« Coinbase : le PDG retire son soutien à la loi CLARITY en raison de trop de problèmes »

Coinbase a retiré son soutien au projet de loi CLARITY sur la structure du marché des cryptomonnaies, ce qui a conduit le comité sénatorial des banques à reporter la majoration prévue. Le PDG de Coinbase, Brian Armstrong, a dénoncé les problèmes majeurs du projet en cours, stipulant qu'il serait « mauvais » pour l'industrie. En réponse à cette situation, le président du comité a décidé de retarder la session afin d'encourager des négociations bipartites.

La décision de Coinbase entraîne un report dans le calendrier législatif

Le retrait du soutien par Coinbase a eu un impact immédiat sur la majoration planifiée pour le 15 janvier. Tim Scott (R-SC), président du comité sénatorial des banques, a donc choisi de reporter cette session afin d'ouvrir un espace pour des négociations entre les parties. Scott a déclaré :

« J'ai parlé avec des dirigeants de l'industrie de la cryptographie, du secteur financier et avec mes collègues démocrates et républicains, et tout le monde reste à la table et travaille de bonne foi. »

Cependant, contrairement à leurs homologues de la commission sénatoriale de l'agriculture qui ont également retardé leur calendrier jusqu'à fin janvier, aucune nouvelle date n'a été fixée pour la commission bancaire lors de cette publication.

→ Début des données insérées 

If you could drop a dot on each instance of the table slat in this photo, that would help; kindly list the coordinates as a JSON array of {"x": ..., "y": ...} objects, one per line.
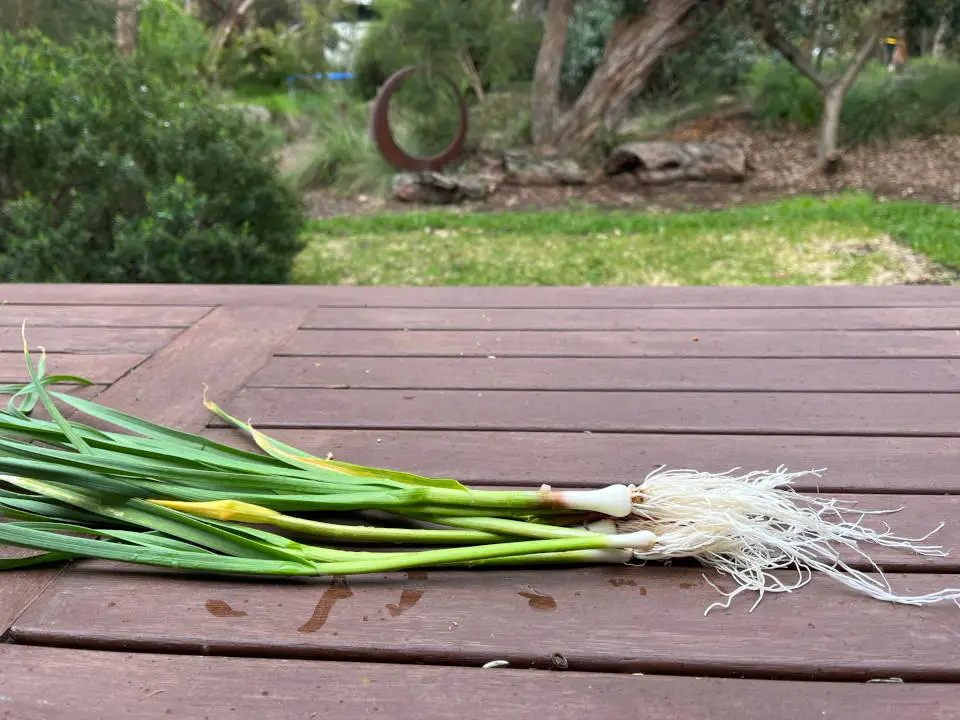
[
  {"x": 493, "y": 297},
  {"x": 612, "y": 320},
  {"x": 103, "y": 369},
  {"x": 99, "y": 315},
  {"x": 633, "y": 344},
  {"x": 156, "y": 687},
  {"x": 773, "y": 375},
  {"x": 708, "y": 412},
  {"x": 93, "y": 340},
  {"x": 613, "y": 618},
  {"x": 862, "y": 464}
]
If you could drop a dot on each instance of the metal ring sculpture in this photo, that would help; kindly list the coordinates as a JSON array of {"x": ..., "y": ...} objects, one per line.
[{"x": 383, "y": 136}]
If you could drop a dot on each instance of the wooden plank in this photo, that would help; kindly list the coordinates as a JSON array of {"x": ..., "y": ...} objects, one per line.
[
  {"x": 639, "y": 619},
  {"x": 593, "y": 344},
  {"x": 222, "y": 351},
  {"x": 493, "y": 297},
  {"x": 156, "y": 687},
  {"x": 106, "y": 341},
  {"x": 103, "y": 369},
  {"x": 20, "y": 587},
  {"x": 774, "y": 375},
  {"x": 853, "y": 464},
  {"x": 658, "y": 412},
  {"x": 99, "y": 315},
  {"x": 620, "y": 319}
]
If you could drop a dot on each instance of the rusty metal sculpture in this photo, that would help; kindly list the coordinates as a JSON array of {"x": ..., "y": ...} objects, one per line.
[{"x": 383, "y": 136}]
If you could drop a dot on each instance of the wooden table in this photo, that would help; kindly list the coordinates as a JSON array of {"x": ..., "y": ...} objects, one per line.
[{"x": 581, "y": 386}]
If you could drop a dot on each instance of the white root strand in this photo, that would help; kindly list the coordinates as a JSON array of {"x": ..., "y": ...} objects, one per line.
[{"x": 748, "y": 526}]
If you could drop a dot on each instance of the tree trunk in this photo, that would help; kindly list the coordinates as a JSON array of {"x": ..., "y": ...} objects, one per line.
[
  {"x": 546, "y": 81},
  {"x": 940, "y": 36},
  {"x": 828, "y": 154},
  {"x": 636, "y": 45},
  {"x": 127, "y": 26},
  {"x": 834, "y": 91},
  {"x": 229, "y": 23}
]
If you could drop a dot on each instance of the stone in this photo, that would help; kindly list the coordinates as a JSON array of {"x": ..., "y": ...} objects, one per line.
[
  {"x": 522, "y": 167},
  {"x": 434, "y": 188},
  {"x": 661, "y": 161}
]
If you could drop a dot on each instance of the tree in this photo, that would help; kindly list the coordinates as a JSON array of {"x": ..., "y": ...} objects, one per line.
[
  {"x": 882, "y": 16},
  {"x": 127, "y": 26},
  {"x": 228, "y": 23},
  {"x": 546, "y": 79},
  {"x": 638, "y": 41}
]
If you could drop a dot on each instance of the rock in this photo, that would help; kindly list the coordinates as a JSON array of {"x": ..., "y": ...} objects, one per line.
[
  {"x": 660, "y": 161},
  {"x": 253, "y": 113},
  {"x": 437, "y": 189},
  {"x": 521, "y": 167}
]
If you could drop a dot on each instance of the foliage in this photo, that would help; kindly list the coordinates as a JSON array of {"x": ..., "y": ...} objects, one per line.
[
  {"x": 480, "y": 46},
  {"x": 881, "y": 107},
  {"x": 796, "y": 241},
  {"x": 265, "y": 57},
  {"x": 339, "y": 152},
  {"x": 60, "y": 20},
  {"x": 172, "y": 43},
  {"x": 109, "y": 174}
]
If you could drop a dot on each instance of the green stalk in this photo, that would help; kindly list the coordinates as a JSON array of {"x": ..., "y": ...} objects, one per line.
[
  {"x": 146, "y": 514},
  {"x": 402, "y": 561},
  {"x": 567, "y": 557},
  {"x": 503, "y": 526},
  {"x": 12, "y": 534},
  {"x": 235, "y": 511}
]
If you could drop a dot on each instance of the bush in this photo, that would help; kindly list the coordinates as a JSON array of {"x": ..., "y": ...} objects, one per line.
[
  {"x": 880, "y": 108},
  {"x": 60, "y": 20},
  {"x": 172, "y": 42},
  {"x": 107, "y": 174}
]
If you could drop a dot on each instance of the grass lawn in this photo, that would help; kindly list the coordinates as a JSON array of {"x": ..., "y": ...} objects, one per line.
[{"x": 847, "y": 239}]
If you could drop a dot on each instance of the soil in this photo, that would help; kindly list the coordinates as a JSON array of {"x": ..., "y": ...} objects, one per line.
[{"x": 781, "y": 165}]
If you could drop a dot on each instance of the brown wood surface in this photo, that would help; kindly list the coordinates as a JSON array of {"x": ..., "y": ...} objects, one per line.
[
  {"x": 507, "y": 387},
  {"x": 768, "y": 375},
  {"x": 93, "y": 341},
  {"x": 656, "y": 344},
  {"x": 611, "y": 320},
  {"x": 60, "y": 316},
  {"x": 19, "y": 588},
  {"x": 157, "y": 687},
  {"x": 704, "y": 412},
  {"x": 103, "y": 369},
  {"x": 471, "y": 297},
  {"x": 636, "y": 619},
  {"x": 852, "y": 464},
  {"x": 222, "y": 350}
]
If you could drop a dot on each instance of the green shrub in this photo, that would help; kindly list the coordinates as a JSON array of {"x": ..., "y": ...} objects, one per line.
[
  {"x": 881, "y": 107},
  {"x": 60, "y": 20},
  {"x": 107, "y": 174},
  {"x": 172, "y": 42},
  {"x": 264, "y": 57}
]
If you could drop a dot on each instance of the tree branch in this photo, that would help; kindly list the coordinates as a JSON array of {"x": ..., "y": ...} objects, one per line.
[
  {"x": 776, "y": 39},
  {"x": 877, "y": 30}
]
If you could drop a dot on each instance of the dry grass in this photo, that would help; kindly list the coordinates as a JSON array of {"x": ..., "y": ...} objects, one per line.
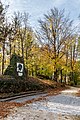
[{"x": 7, "y": 107}]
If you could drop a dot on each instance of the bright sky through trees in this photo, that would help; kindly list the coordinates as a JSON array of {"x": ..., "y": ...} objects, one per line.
[{"x": 36, "y": 8}]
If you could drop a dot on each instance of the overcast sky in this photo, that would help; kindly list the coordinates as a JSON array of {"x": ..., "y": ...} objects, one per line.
[{"x": 36, "y": 8}]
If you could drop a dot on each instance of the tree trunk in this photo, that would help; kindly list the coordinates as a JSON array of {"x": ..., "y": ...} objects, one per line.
[{"x": 3, "y": 57}]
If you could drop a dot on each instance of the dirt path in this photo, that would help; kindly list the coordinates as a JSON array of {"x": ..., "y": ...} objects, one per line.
[{"x": 65, "y": 106}]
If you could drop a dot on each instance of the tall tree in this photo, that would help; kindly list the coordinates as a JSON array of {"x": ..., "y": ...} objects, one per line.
[{"x": 55, "y": 31}]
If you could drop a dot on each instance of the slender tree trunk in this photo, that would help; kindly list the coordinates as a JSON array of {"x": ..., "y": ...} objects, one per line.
[
  {"x": 3, "y": 52},
  {"x": 61, "y": 75}
]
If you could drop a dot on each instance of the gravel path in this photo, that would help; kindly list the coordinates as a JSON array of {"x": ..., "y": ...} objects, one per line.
[{"x": 65, "y": 106}]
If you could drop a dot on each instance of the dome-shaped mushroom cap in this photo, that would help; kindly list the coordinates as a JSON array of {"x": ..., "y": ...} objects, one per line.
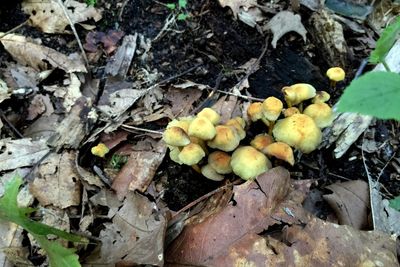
[
  {"x": 191, "y": 154},
  {"x": 298, "y": 92},
  {"x": 247, "y": 162},
  {"x": 175, "y": 136},
  {"x": 272, "y": 108},
  {"x": 220, "y": 162},
  {"x": 210, "y": 114},
  {"x": 336, "y": 74},
  {"x": 299, "y": 131},
  {"x": 321, "y": 113},
  {"x": 226, "y": 139},
  {"x": 202, "y": 128}
]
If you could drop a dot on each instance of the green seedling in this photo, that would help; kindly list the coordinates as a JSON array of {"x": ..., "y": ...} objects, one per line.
[{"x": 59, "y": 256}]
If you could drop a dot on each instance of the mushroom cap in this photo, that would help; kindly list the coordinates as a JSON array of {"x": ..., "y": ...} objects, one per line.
[
  {"x": 321, "y": 97},
  {"x": 202, "y": 128},
  {"x": 298, "y": 131},
  {"x": 220, "y": 162},
  {"x": 272, "y": 108},
  {"x": 210, "y": 114},
  {"x": 298, "y": 92},
  {"x": 235, "y": 123},
  {"x": 175, "y": 136},
  {"x": 254, "y": 111},
  {"x": 226, "y": 139},
  {"x": 247, "y": 162},
  {"x": 336, "y": 74},
  {"x": 211, "y": 174},
  {"x": 290, "y": 111},
  {"x": 321, "y": 113},
  {"x": 100, "y": 150},
  {"x": 261, "y": 141},
  {"x": 191, "y": 154},
  {"x": 281, "y": 151}
]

Avis mitigés sur le projet CLARITY Act parmi les acteurs du marché

L'incertitude entourant le CLARITY Act est palpable : selon Alex Thorn, responsable recherche chez Galaxy, il existe une division nette parmi les partisans concernant l'issue éventuelle du projet de loi. Au moment où cet article était rédigé, Polymarket affichait seulement 52 % de chances que ce texte devienne effectivement une loi. Ce chiffre marque une chute significative par rapport aux 80 % exprimés deux jours auparavant et témoigne d'une inquiétude croissante face aux tensions politiques actuelles qui pourraient influencer ces discussions.

Les amendements renforcent la surveillance sur le secteur crypto

La sénatrice Elizabeth Warren a déposé pas moins de 35 amendements au projet initial. Ces propositions incluent une surveillance accrue dans le domaine DeFi ainsi qu'une tentative d'interdiction des actions tokenisées. Ces changements ont été perçus comme favorables aux institutions bancaires qui cherchent à limiter certaines pratiques dans l'univers crypto.

Brian Armstrong critique fermement le projet actuel

Briain Armstrong n’a pas mâché ses mots concernant les failles potentielles du projet CLARITY. Selon lui :

« Cette version (projet) serait bien pire que le statu quo actuel. Nous préférons n'avoir aucun projet de loi plutôt qu'un mauvais projet de loi. Espérons que nous pourrons tous parvenir à un meilleur projet.»

Il met en avant plusieurs éléments problématiques tels que l’interdiction relative aux actions tokenisées ainsi que celle visant les récompenses stables qui posent question quant à leur impact potentiel sur la confidentialité dans ce secteur.

  • Le Comité sénatorial des banques s'est joint au comité agricole pour repousser la discussion autour du balisage proposé concernant les régulations en matière cryptographique.
  • Brian Armstrong affirme que l’industrie « préférerait ne pas avoir de facture plutôt qu’une mauvaise facture ».